Adding Something Small to the Mix
Salt is one of the most important ingredients in almost any recipe, yet it only represents a small portion of the entire dish. Adding a small amount of salt brings out the other flavors and without it, food tastes flat. While investing and cooking are quite different, the importance of adding small amounts of important ingredients to make the end results shine is one thing they have in common.
As investors, it’s easy to gravitate toward the largest, most recognizable companies after a period of strong performance. However, a well-constructed portfolio looks beyond what has worked recently and focuses on long-term drivers of return.
Just as when you are making your favorite recipe, it can be easy to overlook the smallest ingredients for the larger ones. Large U.S. companies have outperformed in the past few years, reinforcing a natural recency bias to dismiss the importance of small company stocks. Yet adding a dash of small company stocks to a portfolio can increase diversification and long-term potential return. With elevated valuations and increased concentration in a handful of dominant stocks, including small company stocks is even more important, in our view.
Small Company Stock Premium
Small company stocks represent a critical component of a diversified investment strategy. While they make up roughly 10% of the U.S. equity market, history shows they have delivered higher returns than their large company counterparts by approximately 1.7% annually since 1928. This return premium is not unique to U.S. stocks; it has also been observed in international markets, often to an even greater degree. This pattern is consistent with the concept of highly efficient markets, where higher potential returns are tied to securities with higher levels of risk. Smaller companies tend to carry greater uncertainty and volatility, and investors have historically been compensated for bearing that additional risk.

Source: Dimensional Fund Advisors
Writing the Recipe
At Grand Wealth Management, we intentionally include small company stocks across both U.S, international developed and emerging market portfolios. In practice, this means allocating slightly more than the market weights to small company stocks.

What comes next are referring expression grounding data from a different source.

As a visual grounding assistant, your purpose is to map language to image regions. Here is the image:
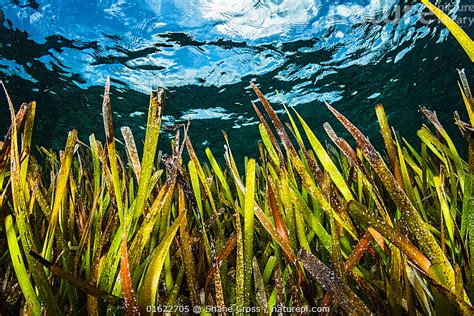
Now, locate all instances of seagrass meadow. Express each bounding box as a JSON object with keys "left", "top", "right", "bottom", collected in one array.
[
  {"left": 0, "top": 68, "right": 473, "bottom": 315},
  {"left": 1, "top": 2, "right": 474, "bottom": 316}
]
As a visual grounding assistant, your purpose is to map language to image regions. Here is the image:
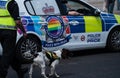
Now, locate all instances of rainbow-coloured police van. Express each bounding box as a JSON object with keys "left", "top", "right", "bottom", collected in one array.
[{"left": 1, "top": 0, "right": 120, "bottom": 63}]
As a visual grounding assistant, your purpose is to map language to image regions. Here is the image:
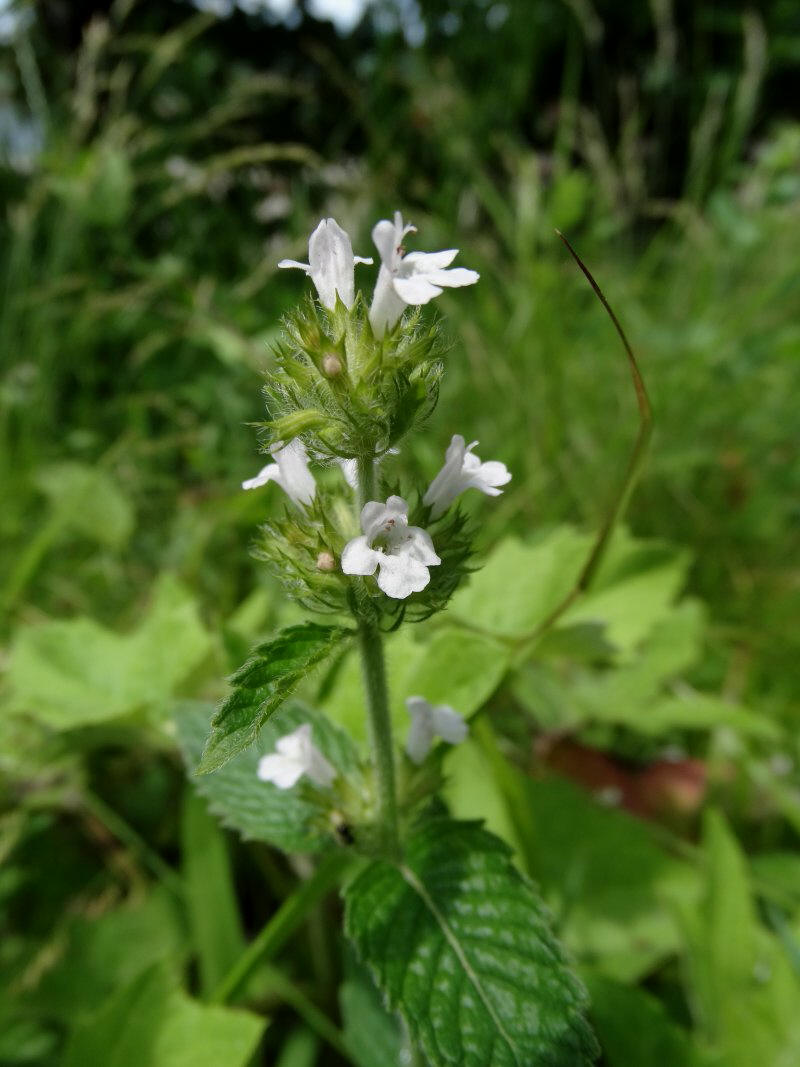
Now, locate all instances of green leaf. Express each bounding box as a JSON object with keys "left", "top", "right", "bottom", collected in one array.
[
  {"left": 584, "top": 972, "right": 706, "bottom": 1067},
  {"left": 181, "top": 787, "right": 246, "bottom": 997},
  {"left": 448, "top": 528, "right": 592, "bottom": 639},
  {"left": 345, "top": 818, "right": 599, "bottom": 1067},
  {"left": 6, "top": 575, "right": 212, "bottom": 728},
  {"left": 35, "top": 888, "right": 186, "bottom": 1024},
  {"left": 177, "top": 701, "right": 359, "bottom": 853},
  {"left": 503, "top": 776, "right": 700, "bottom": 982},
  {"left": 63, "top": 962, "right": 265, "bottom": 1067},
  {"left": 339, "top": 953, "right": 404, "bottom": 1067},
  {"left": 197, "top": 622, "right": 350, "bottom": 773},
  {"left": 36, "top": 461, "right": 134, "bottom": 548},
  {"left": 678, "top": 810, "right": 800, "bottom": 1066}
]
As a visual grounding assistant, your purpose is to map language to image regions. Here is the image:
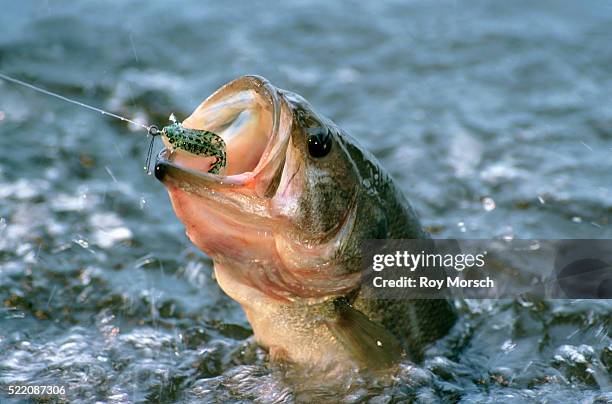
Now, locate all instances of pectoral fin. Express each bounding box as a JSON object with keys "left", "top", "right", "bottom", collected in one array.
[{"left": 324, "top": 299, "right": 404, "bottom": 370}]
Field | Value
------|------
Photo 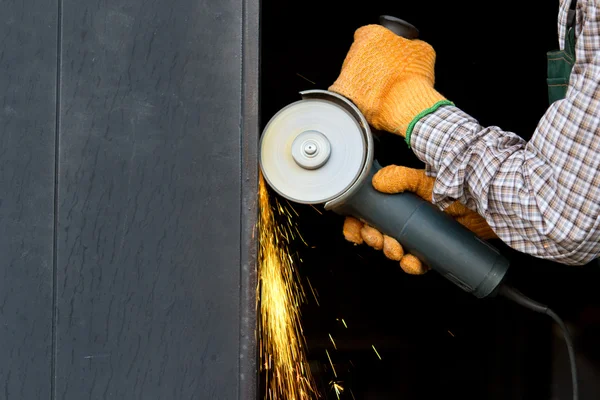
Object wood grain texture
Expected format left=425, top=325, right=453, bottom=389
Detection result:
left=0, top=1, right=57, bottom=399
left=56, top=0, right=243, bottom=398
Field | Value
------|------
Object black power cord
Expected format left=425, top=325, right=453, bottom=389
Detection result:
left=498, top=284, right=578, bottom=400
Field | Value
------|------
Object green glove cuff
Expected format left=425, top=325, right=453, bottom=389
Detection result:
left=405, top=100, right=454, bottom=148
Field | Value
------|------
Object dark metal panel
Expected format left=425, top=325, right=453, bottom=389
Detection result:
left=56, top=0, right=244, bottom=398
left=239, top=0, right=260, bottom=396
left=0, top=1, right=57, bottom=399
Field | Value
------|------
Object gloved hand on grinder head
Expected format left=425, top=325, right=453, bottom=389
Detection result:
left=329, top=24, right=449, bottom=140
left=329, top=24, right=497, bottom=274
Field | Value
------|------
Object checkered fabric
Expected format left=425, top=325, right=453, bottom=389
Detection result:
left=410, top=0, right=600, bottom=265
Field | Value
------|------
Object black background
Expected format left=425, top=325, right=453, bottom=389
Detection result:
left=261, top=0, right=600, bottom=399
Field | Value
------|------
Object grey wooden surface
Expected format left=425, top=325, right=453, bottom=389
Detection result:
left=0, top=0, right=258, bottom=398
left=0, top=0, right=57, bottom=398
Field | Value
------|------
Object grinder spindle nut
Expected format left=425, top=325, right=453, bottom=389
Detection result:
left=291, top=130, right=331, bottom=170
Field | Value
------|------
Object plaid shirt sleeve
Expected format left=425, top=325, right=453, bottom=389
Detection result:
left=409, top=0, right=600, bottom=266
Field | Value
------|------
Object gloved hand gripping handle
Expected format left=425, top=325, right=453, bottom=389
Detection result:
left=329, top=17, right=511, bottom=298
left=329, top=162, right=509, bottom=298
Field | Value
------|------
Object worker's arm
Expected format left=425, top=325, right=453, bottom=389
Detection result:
left=410, top=3, right=600, bottom=265
left=411, top=105, right=600, bottom=265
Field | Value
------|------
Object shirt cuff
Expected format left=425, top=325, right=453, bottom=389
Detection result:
left=409, top=105, right=475, bottom=210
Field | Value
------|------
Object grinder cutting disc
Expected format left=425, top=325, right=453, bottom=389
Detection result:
left=259, top=92, right=368, bottom=204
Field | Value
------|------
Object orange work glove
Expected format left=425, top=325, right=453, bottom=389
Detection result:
left=329, top=24, right=452, bottom=142
left=343, top=166, right=497, bottom=275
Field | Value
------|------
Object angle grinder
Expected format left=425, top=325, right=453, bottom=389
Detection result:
left=259, top=16, right=578, bottom=397
left=259, top=16, right=509, bottom=299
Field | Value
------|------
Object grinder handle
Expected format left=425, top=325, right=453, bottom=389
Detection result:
left=378, top=15, right=419, bottom=39
left=329, top=161, right=510, bottom=298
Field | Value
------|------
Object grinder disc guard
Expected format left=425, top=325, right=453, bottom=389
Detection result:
left=260, top=92, right=368, bottom=204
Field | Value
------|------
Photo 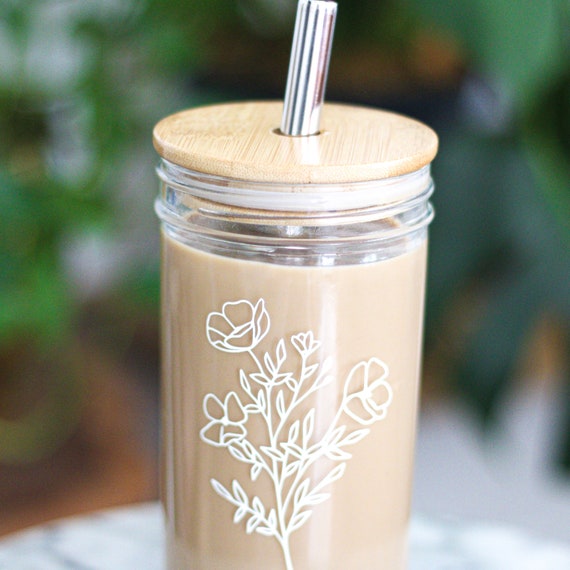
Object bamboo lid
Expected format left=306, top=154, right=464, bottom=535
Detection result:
left=153, top=101, right=438, bottom=185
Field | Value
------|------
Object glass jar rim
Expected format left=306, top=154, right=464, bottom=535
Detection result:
left=157, top=159, right=433, bottom=213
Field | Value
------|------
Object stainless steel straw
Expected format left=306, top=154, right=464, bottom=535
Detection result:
left=281, top=0, right=337, bottom=136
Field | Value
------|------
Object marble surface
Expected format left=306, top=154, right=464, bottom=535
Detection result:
left=1, top=502, right=570, bottom=569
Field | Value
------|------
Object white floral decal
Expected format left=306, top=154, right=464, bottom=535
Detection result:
left=206, top=298, right=270, bottom=353
left=200, top=393, right=249, bottom=447
left=343, top=358, right=392, bottom=425
left=201, top=298, right=393, bottom=570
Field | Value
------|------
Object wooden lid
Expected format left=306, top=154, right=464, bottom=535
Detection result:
left=153, top=101, right=437, bottom=184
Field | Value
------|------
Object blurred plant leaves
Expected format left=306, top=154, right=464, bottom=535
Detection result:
left=410, top=0, right=570, bottom=235
left=411, top=0, right=567, bottom=109
left=523, top=68, right=570, bottom=239
left=0, top=342, right=84, bottom=464
left=457, top=271, right=540, bottom=421
left=415, top=0, right=570, bottom=469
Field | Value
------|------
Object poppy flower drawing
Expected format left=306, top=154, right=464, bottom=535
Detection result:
left=342, top=357, right=393, bottom=425
left=206, top=299, right=270, bottom=353
left=200, top=392, right=249, bottom=447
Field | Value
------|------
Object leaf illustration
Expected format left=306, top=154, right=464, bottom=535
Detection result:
left=283, top=460, right=300, bottom=479
left=306, top=442, right=323, bottom=455
left=260, top=445, right=285, bottom=462
left=328, top=425, right=347, bottom=445
left=276, top=339, right=286, bottom=368
left=313, top=374, right=333, bottom=391
left=325, top=447, right=352, bottom=461
left=252, top=496, right=265, bottom=517
left=303, top=491, right=331, bottom=506
left=250, top=372, right=269, bottom=385
left=239, top=370, right=252, bottom=394
left=302, top=409, right=315, bottom=445
left=250, top=462, right=263, bottom=481
left=246, top=515, right=261, bottom=534
left=303, top=363, right=319, bottom=379
left=241, top=439, right=256, bottom=456
left=255, top=510, right=278, bottom=537
left=338, top=428, right=370, bottom=447
left=228, top=445, right=248, bottom=463
left=276, top=390, right=286, bottom=417
left=315, top=463, right=347, bottom=492
left=289, top=510, right=312, bottom=533
left=285, top=377, right=298, bottom=391
left=211, top=479, right=233, bottom=503
left=280, top=442, right=304, bottom=459
left=288, top=420, right=300, bottom=444
left=257, top=389, right=267, bottom=412
left=293, top=479, right=311, bottom=508
left=264, top=351, right=276, bottom=375
left=232, top=480, right=248, bottom=505
left=274, top=373, right=294, bottom=385
left=312, top=357, right=333, bottom=390
left=234, top=507, right=247, bottom=523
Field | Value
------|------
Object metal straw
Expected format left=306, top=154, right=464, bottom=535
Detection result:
left=281, top=0, right=337, bottom=136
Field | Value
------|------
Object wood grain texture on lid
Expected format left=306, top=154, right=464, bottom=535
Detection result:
left=153, top=101, right=438, bottom=184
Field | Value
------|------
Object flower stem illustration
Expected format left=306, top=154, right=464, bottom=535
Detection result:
left=200, top=298, right=393, bottom=570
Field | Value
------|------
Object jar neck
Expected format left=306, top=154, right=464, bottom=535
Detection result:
left=155, top=160, right=434, bottom=266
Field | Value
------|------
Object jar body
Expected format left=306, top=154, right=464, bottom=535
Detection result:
left=157, top=163, right=432, bottom=570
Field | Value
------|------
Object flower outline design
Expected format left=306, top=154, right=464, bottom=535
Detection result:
left=342, top=357, right=393, bottom=425
left=291, top=331, right=320, bottom=356
left=201, top=298, right=396, bottom=570
left=200, top=392, right=249, bottom=447
left=207, top=299, right=270, bottom=353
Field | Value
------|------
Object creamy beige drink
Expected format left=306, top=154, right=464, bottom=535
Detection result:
left=161, top=231, right=427, bottom=569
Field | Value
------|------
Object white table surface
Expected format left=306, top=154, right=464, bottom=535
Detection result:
left=1, top=502, right=570, bottom=569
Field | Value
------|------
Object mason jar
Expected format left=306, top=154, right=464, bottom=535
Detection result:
left=154, top=101, right=437, bottom=570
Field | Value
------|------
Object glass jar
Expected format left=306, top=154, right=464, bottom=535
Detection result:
left=154, top=101, right=437, bottom=570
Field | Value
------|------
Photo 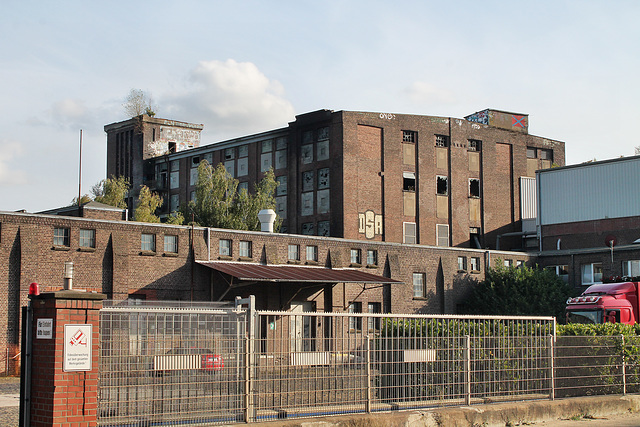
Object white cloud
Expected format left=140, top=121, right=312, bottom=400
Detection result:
left=404, top=82, right=457, bottom=106
left=0, top=140, right=28, bottom=185
left=164, top=59, right=295, bottom=141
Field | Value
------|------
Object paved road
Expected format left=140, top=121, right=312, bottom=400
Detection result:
left=0, top=377, right=19, bottom=426
left=538, top=412, right=640, bottom=426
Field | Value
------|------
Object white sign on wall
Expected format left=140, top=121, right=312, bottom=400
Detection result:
left=36, top=318, right=53, bottom=339
left=63, top=324, right=92, bottom=372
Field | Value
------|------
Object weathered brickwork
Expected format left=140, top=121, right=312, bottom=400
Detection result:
left=105, top=109, right=564, bottom=251
left=0, top=211, right=532, bottom=374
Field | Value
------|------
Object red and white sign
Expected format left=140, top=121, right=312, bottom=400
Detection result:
left=63, top=324, right=92, bottom=372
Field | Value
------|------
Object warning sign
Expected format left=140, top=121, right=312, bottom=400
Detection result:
left=63, top=324, right=92, bottom=372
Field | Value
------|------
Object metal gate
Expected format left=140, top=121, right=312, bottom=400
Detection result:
left=98, top=299, right=250, bottom=426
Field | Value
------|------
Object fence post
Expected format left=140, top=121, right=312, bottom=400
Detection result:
left=621, top=334, right=626, bottom=395
left=464, top=335, right=471, bottom=405
left=366, top=335, right=371, bottom=413
left=548, top=334, right=555, bottom=401
left=238, top=295, right=256, bottom=423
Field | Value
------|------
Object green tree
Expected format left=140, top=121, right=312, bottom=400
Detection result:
left=134, top=186, right=162, bottom=223
left=93, top=175, right=130, bottom=209
left=182, top=160, right=280, bottom=230
left=69, top=194, right=92, bottom=206
left=165, top=211, right=185, bottom=225
left=459, top=263, right=572, bottom=319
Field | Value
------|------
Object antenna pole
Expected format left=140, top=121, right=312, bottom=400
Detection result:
left=78, top=129, right=83, bottom=206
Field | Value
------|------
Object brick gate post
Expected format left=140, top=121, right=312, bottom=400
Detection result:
left=26, top=290, right=106, bottom=427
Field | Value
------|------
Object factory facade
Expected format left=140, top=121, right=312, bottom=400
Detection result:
left=105, top=108, right=565, bottom=251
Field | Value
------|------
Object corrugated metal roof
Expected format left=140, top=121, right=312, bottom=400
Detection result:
left=197, top=261, right=403, bottom=284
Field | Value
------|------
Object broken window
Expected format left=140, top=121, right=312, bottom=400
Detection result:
left=402, top=130, right=417, bottom=143
left=436, top=176, right=448, bottom=195
left=470, top=227, right=482, bottom=249
left=468, top=139, right=481, bottom=151
left=539, top=149, right=553, bottom=160
left=469, top=178, right=480, bottom=198
left=435, top=135, right=449, bottom=147
left=403, top=172, right=416, bottom=192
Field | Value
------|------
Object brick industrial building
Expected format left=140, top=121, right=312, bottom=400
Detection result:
left=0, top=207, right=531, bottom=375
left=105, top=108, right=565, bottom=251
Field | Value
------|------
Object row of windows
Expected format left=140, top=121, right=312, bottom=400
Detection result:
left=402, top=131, right=482, bottom=151
left=141, top=233, right=178, bottom=253
left=347, top=301, right=382, bottom=331
left=54, top=227, right=95, bottom=249
left=527, top=147, right=553, bottom=160
left=402, top=174, right=480, bottom=198
left=547, top=260, right=640, bottom=286
left=403, top=223, right=451, bottom=246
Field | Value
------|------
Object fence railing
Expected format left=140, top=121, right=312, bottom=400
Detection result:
left=98, top=303, right=640, bottom=425
left=251, top=312, right=556, bottom=421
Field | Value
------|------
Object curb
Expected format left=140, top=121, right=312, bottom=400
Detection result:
left=255, top=394, right=640, bottom=426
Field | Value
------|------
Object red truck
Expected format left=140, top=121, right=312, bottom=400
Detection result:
left=565, top=281, right=640, bottom=325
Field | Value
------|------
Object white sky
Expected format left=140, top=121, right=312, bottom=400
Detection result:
left=1, top=1, right=638, bottom=212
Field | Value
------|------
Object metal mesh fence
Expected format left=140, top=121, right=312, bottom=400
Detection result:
left=99, top=302, right=247, bottom=426
left=555, top=335, right=640, bottom=398
left=252, top=312, right=556, bottom=421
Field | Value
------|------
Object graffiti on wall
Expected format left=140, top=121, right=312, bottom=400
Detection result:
left=465, top=110, right=490, bottom=125
left=358, top=210, right=383, bottom=239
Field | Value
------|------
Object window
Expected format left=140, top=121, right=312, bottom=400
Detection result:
left=436, top=224, right=449, bottom=247
left=301, top=144, right=313, bottom=164
left=368, top=302, right=381, bottom=331
left=318, top=168, right=330, bottom=189
left=403, top=130, right=417, bottom=143
left=239, top=241, right=252, bottom=258
left=403, top=172, right=416, bottom=191
left=302, top=171, right=314, bottom=192
left=141, top=233, right=156, bottom=252
left=219, top=239, right=231, bottom=257
left=623, top=260, right=640, bottom=277
left=457, top=256, right=467, bottom=271
left=276, top=176, right=288, bottom=195
left=470, top=227, right=482, bottom=249
left=224, top=148, right=235, bottom=160
left=238, top=145, right=249, bottom=157
left=582, top=263, right=603, bottom=285
left=318, top=221, right=330, bottom=236
left=318, top=127, right=329, bottom=141
left=306, top=245, right=318, bottom=262
left=262, top=139, right=273, bottom=153
left=276, top=136, right=288, bottom=150
left=516, top=260, right=524, bottom=268
left=435, top=135, right=448, bottom=147
left=469, top=179, right=480, bottom=198
left=191, top=156, right=200, bottom=167
left=436, top=176, right=448, bottom=195
left=348, top=302, right=362, bottom=331
left=468, top=139, right=481, bottom=151
left=367, top=249, right=378, bottom=266
left=260, top=153, right=272, bottom=172
left=546, top=265, right=569, bottom=283
left=54, top=227, right=70, bottom=247
left=403, top=222, right=417, bottom=244
left=504, top=259, right=513, bottom=267
left=539, top=149, right=553, bottom=160
left=79, top=229, right=95, bottom=248
left=470, top=257, right=481, bottom=272
left=288, top=244, right=300, bottom=261
left=526, top=147, right=537, bottom=159
left=164, top=235, right=178, bottom=253
left=302, top=222, right=315, bottom=235
left=350, top=248, right=362, bottom=265
left=413, top=273, right=426, bottom=298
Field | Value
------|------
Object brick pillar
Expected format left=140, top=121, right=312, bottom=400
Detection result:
left=26, top=290, right=106, bottom=427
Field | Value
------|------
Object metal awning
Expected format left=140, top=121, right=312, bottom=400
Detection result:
left=196, top=261, right=402, bottom=284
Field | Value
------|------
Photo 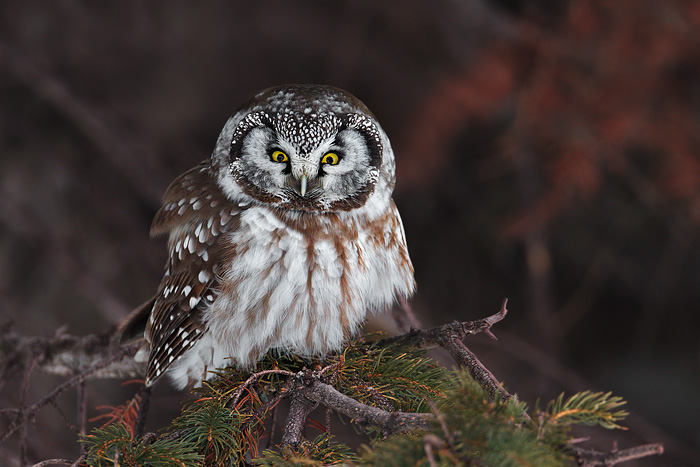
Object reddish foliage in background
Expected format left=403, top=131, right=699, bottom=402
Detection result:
left=398, top=44, right=518, bottom=187
left=401, top=0, right=700, bottom=236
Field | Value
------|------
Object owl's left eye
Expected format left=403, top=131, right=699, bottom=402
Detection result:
left=271, top=150, right=289, bottom=163
left=321, top=152, right=340, bottom=165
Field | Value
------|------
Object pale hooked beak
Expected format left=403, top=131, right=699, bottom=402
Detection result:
left=300, top=174, right=308, bottom=197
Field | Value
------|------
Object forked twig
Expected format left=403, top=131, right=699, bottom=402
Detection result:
left=230, top=369, right=296, bottom=407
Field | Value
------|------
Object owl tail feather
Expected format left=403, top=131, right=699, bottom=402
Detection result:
left=113, top=295, right=156, bottom=346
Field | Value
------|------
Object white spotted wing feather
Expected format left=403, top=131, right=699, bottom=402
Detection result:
left=145, top=162, right=238, bottom=385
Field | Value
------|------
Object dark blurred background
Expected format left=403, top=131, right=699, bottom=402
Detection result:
left=1, top=0, right=699, bottom=465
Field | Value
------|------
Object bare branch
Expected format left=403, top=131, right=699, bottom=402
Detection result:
left=30, top=459, right=75, bottom=467
left=133, top=385, right=152, bottom=440
left=300, top=379, right=432, bottom=435
left=76, top=381, right=88, bottom=444
left=0, top=342, right=140, bottom=442
left=280, top=388, right=318, bottom=446
left=29, top=453, right=86, bottom=467
left=423, top=434, right=445, bottom=467
left=379, top=299, right=512, bottom=404
left=268, top=404, right=280, bottom=449
left=20, top=354, right=41, bottom=466
left=70, top=454, right=87, bottom=467
left=390, top=297, right=423, bottom=333
left=441, top=336, right=512, bottom=402
left=0, top=330, right=145, bottom=381
left=378, top=299, right=508, bottom=349
left=571, top=443, right=664, bottom=466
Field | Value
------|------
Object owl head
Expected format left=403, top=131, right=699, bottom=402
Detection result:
left=212, top=85, right=396, bottom=215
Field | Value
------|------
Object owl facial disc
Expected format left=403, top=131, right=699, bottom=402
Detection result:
left=224, top=95, right=384, bottom=212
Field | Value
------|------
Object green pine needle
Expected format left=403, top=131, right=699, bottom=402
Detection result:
left=332, top=338, right=452, bottom=413
left=80, top=423, right=202, bottom=467
left=256, top=434, right=357, bottom=466
left=209, top=334, right=452, bottom=415
left=174, top=403, right=239, bottom=461
left=543, top=390, right=628, bottom=430
left=361, top=371, right=569, bottom=467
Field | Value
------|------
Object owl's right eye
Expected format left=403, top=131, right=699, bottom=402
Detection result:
left=271, top=150, right=289, bottom=163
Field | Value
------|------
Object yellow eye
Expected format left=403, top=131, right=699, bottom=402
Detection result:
left=271, top=150, right=289, bottom=163
left=321, top=152, right=340, bottom=165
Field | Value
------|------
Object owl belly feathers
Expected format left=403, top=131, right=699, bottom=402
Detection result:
left=145, top=84, right=415, bottom=389
left=167, top=205, right=413, bottom=388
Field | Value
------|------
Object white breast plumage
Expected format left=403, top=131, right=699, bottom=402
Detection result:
left=165, top=204, right=413, bottom=388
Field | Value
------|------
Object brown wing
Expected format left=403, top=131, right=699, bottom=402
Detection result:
left=145, top=161, right=240, bottom=385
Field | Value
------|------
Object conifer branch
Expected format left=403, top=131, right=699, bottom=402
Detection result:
left=4, top=301, right=666, bottom=466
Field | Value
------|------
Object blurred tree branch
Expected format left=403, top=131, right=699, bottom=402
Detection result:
left=0, top=39, right=167, bottom=205
left=0, top=340, right=140, bottom=444
left=0, top=328, right=144, bottom=383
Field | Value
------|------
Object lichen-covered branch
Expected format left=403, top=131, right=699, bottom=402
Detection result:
left=280, top=387, right=318, bottom=446
left=0, top=329, right=145, bottom=381
left=571, top=443, right=665, bottom=466
left=300, top=379, right=433, bottom=435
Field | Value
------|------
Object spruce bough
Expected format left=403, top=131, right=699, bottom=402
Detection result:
left=80, top=305, right=658, bottom=466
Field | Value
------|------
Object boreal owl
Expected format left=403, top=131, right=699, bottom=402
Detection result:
left=142, top=84, right=415, bottom=388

This measured overweight allocation reflects our conviction in the long-term return premium associated with smaller companies while maintaining a disciplined, diversified approach. Grounded in decades of data and thoughtful portfolio construction, we believe this allocation positions investors to capture broader market opportunities and improve outcomes over time.
In investing, focusing on what has worked best lately is no guarantee of what will work best next. Just as in cooking, incorporating the small but important ingredients creates a better outcome. Even though small companies are only a small portion of the overall market, including them in a portfolio is a foundational way to create better potential outcomes for long-term investors.
Disclosure:
The opinions expressed herein are those of Grand Wealth Management (“GWM”) and are subject to change without notice. This material is not financial advice or an offer to sell any product. This article is for informational purposes only and does not constitute investment, legal or tax advice and should not be used as a substitute for the advice of a professional legal or tax advisor. GWM reserves the right to modify its current investment strategies and techniques based on changing market dynamics or client needs. This is not a recommendation to buy or sell a particular security. Past performance does not indicate future results. GWM is an independent investment adviser registered under the Investment Advisers Act of 1940, as amended. Registration does not imply a certain level of skill or training. More information about GWM including our investment strategies, fees and objectives can be found in our Form ADV Part 2 and Form CRS, which are available upon request.